Do I get to choose my own doctor for a work injury in Delaware?

Yes. The Office of Workers' Compensation states you have the right to select any health care provider it has certified to treat workers' compensation patients; certified providers can treat you without prior authorization for each service. Your employer or its insurer may still require you to attend an examination with a doctor of their choosing (19 Del. C. § 2343).

What percentage of my wages does Delaware workers' comp pay, and when does it start?

Two-thirds (66⅔%) of your wages during total disability (19 Del. C. § 2324), subject to a weekly maximum and minimum tied to the statewide average weekly wage that adjusts every year — ask the Office of Workers' Compensation for the current figures. Payments begin with the 4th day of incapacity, and if you are out 7 days or more you are paid from the first day (§ 2321).

Which Delaware employers have to carry workers' compensation insurance, and who is excluded?

The law applies to any employment with 1 or more employees, so there is no general small-employer headcount exemption; employers buy coverage from a licensed carrier or qualify to self-insure (Delaware has no exclusive state fund).

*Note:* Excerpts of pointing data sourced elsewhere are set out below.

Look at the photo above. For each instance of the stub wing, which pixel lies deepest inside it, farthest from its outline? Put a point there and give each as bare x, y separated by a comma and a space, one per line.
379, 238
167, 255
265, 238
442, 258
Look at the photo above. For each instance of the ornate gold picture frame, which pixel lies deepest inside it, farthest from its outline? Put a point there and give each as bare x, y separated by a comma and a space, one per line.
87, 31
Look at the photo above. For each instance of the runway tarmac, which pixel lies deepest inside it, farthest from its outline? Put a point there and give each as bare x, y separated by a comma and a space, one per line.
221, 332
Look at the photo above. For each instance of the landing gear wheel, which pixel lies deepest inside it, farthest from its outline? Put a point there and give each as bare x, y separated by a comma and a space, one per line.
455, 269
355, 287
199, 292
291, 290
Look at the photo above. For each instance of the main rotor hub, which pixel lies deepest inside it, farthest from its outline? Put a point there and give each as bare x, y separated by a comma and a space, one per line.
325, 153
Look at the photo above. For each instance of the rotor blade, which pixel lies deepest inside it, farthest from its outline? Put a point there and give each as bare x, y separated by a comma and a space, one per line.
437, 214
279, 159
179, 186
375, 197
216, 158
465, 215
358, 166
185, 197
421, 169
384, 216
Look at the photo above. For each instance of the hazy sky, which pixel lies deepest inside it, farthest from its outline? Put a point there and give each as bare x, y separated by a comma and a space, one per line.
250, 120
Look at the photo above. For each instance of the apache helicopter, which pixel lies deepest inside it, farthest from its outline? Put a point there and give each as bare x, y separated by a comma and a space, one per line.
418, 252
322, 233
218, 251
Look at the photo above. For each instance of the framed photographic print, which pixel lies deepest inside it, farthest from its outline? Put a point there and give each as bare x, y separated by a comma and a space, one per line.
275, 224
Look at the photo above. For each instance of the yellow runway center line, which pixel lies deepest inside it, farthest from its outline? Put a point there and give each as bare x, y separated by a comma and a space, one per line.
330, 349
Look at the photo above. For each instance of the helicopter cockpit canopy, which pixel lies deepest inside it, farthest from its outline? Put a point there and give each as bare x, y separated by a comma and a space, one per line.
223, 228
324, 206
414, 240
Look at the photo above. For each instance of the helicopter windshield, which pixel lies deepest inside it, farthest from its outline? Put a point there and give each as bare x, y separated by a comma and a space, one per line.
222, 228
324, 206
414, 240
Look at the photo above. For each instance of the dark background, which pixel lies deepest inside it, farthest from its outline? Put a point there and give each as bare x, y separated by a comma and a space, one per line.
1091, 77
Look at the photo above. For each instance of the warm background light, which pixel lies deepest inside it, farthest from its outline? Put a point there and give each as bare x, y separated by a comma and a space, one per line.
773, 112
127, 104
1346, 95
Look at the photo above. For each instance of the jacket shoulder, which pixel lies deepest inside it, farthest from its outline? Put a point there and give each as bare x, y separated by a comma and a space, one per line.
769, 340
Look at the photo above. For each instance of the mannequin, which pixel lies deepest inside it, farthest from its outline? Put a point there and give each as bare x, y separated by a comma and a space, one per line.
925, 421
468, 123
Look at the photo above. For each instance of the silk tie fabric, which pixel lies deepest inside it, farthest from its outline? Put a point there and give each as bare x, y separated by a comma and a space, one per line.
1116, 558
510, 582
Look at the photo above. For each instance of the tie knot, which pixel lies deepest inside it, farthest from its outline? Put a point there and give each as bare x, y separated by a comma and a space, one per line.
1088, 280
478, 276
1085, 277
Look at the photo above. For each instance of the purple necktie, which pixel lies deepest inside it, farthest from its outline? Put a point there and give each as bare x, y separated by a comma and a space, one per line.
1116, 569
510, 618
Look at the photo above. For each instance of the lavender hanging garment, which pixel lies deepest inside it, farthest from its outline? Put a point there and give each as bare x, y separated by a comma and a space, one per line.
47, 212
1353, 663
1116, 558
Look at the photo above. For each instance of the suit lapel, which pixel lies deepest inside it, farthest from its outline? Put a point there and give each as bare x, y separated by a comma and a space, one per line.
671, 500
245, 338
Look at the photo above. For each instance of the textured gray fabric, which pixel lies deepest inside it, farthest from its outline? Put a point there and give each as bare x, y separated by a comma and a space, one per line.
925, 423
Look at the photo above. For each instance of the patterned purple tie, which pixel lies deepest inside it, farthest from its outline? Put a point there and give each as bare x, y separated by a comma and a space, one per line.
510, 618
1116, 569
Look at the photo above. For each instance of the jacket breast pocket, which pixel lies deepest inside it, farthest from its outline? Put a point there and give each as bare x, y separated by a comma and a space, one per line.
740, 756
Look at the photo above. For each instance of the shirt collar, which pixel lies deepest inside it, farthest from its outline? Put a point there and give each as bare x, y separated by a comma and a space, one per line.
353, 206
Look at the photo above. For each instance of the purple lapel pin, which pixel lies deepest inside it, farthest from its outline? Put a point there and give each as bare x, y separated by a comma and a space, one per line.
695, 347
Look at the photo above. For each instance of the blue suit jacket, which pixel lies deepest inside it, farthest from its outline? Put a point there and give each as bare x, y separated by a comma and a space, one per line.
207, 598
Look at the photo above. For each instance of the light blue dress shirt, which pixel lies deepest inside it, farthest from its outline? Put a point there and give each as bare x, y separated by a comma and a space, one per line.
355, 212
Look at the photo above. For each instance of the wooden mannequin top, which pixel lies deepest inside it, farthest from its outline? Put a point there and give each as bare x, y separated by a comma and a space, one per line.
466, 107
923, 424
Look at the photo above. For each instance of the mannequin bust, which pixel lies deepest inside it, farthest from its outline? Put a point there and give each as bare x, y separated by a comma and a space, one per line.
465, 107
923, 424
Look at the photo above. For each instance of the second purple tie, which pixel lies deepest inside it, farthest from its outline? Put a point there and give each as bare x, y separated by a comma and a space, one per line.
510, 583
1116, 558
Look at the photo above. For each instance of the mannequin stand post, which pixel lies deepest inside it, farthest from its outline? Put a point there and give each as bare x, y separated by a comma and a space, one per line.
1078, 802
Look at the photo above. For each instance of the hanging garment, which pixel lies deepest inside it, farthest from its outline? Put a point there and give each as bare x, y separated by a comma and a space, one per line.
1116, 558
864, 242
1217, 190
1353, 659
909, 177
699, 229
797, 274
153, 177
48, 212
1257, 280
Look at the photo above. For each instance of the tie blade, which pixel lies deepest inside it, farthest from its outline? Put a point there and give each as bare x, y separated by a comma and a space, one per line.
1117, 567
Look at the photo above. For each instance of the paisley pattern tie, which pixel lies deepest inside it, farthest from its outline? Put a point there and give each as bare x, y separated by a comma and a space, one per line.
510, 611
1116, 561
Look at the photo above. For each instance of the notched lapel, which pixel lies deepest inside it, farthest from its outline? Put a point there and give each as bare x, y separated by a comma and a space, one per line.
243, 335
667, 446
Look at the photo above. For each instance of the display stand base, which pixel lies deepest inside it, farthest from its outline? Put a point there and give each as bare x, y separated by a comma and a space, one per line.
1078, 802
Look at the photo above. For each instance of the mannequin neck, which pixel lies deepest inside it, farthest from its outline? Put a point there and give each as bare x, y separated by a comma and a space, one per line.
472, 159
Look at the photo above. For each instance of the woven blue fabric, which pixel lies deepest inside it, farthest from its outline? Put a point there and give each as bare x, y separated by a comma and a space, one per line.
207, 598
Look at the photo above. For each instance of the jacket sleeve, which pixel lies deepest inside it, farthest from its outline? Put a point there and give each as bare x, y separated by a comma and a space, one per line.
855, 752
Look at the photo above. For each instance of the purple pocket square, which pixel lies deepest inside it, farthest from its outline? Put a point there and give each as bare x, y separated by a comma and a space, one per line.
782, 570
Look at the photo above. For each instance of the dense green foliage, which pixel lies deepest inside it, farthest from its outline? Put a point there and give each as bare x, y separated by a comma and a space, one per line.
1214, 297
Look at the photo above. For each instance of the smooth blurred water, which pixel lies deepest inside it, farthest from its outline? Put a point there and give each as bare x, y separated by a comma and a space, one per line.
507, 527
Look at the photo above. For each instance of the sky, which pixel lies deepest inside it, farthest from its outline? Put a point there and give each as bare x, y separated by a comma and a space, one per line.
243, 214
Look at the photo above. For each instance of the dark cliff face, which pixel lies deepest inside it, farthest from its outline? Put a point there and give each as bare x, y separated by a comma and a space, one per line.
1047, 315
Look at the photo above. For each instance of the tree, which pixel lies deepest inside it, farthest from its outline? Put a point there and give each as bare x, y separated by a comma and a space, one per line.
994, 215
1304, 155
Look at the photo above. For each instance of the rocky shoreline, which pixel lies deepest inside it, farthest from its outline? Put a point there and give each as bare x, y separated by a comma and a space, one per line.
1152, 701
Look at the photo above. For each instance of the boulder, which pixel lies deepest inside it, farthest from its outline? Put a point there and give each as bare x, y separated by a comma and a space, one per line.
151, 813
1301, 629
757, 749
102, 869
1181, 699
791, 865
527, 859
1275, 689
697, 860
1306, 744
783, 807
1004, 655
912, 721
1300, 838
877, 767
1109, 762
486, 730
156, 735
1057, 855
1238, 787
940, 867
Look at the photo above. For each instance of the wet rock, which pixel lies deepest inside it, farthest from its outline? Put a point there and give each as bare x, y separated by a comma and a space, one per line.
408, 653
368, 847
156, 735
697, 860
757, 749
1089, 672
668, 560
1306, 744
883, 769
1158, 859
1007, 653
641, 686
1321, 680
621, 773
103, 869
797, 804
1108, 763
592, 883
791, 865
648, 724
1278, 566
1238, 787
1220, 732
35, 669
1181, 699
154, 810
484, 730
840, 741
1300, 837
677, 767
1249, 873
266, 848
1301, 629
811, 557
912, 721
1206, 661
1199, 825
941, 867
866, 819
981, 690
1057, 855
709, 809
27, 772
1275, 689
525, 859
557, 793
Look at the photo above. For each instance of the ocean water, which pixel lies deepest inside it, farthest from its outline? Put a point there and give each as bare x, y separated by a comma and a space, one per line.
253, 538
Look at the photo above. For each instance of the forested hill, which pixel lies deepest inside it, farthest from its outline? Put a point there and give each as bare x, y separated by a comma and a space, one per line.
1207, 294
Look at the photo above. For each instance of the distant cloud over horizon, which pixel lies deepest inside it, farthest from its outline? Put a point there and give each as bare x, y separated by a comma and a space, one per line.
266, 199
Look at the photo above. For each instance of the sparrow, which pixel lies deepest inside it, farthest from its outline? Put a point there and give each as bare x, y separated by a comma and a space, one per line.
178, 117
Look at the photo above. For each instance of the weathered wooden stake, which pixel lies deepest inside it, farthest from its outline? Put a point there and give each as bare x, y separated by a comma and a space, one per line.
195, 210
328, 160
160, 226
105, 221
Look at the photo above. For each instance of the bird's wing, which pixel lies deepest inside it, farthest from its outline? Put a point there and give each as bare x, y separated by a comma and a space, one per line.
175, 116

The chapter does carve out some categories: farm laborers, unless the employer chooses to cover them, and household workers in a private home earning less than $750 in cash in any 3-month period from that home (19 Del. C. § 2307). Up to 8 owner-officers of a corporation or LLC members may opt out in writing, and coverage is elective for sole proprietors and partners (§ 2308). The State, counties, cities, and school districts are covered only if they elect to be (§ 2309). Your employer may not charge you for any part of the premium.

I was called an independent contractor. Can I still get workers' comp in Delaware?

Possibly, and you should not give up on the basis of the label alone. 19 Del. C. § 2311 deems contractors and subcontractors to be employers and requires independent contractors to be covered under the chapter — either through a policy the independent contractor buys or through the insurance of the entity that contracted for the services. Delaware's Workplace Fraud Act also presumes that a worker performing construction services is an employee. Being paid on a 1099 does not settle the question. Ask the Office of Workers' Compensation before you walk away from a claim.

What happens if my Delaware workers' comp claim is denied?

You can file a Petition to Determine Compensation Due with the Industrial Accident Board, which hears and decides the dispute; mediation is available. If the Board rules against you, you have 30 days from the day the notice of the award was mailed or sent by secured email to appeal to Delaware Superior Court (19 Del. C. § 2349).

My condition got worse after the Board decided my case and the 30 days to appeal has passed. Is there anything I can do?

Possibly. An appeal is not the only route. Section 2349 makes a Board award final and conclusive only 'in the absence of fraud,' and it expressly excepts § 2347. Under 19 Del. C. § 2347, on the application of any party in interest the Board may review an agreement or award at any time (but not more often than once in 26 weeks) on the ground that the injured worker's incapacity has since terminated, increased, diminished, or recurred, or that the status of a dependent has changed — and it may then end, reduce, increase, or renew the compensation. Contact the Office of Workers' Compensation about your options.

This article is general legal information, not legal advice, and may not reflect the most current law or the law in your jurisdiction. Laws vary by state and change over time. For advice about your specific situation, consult a licensed attorney.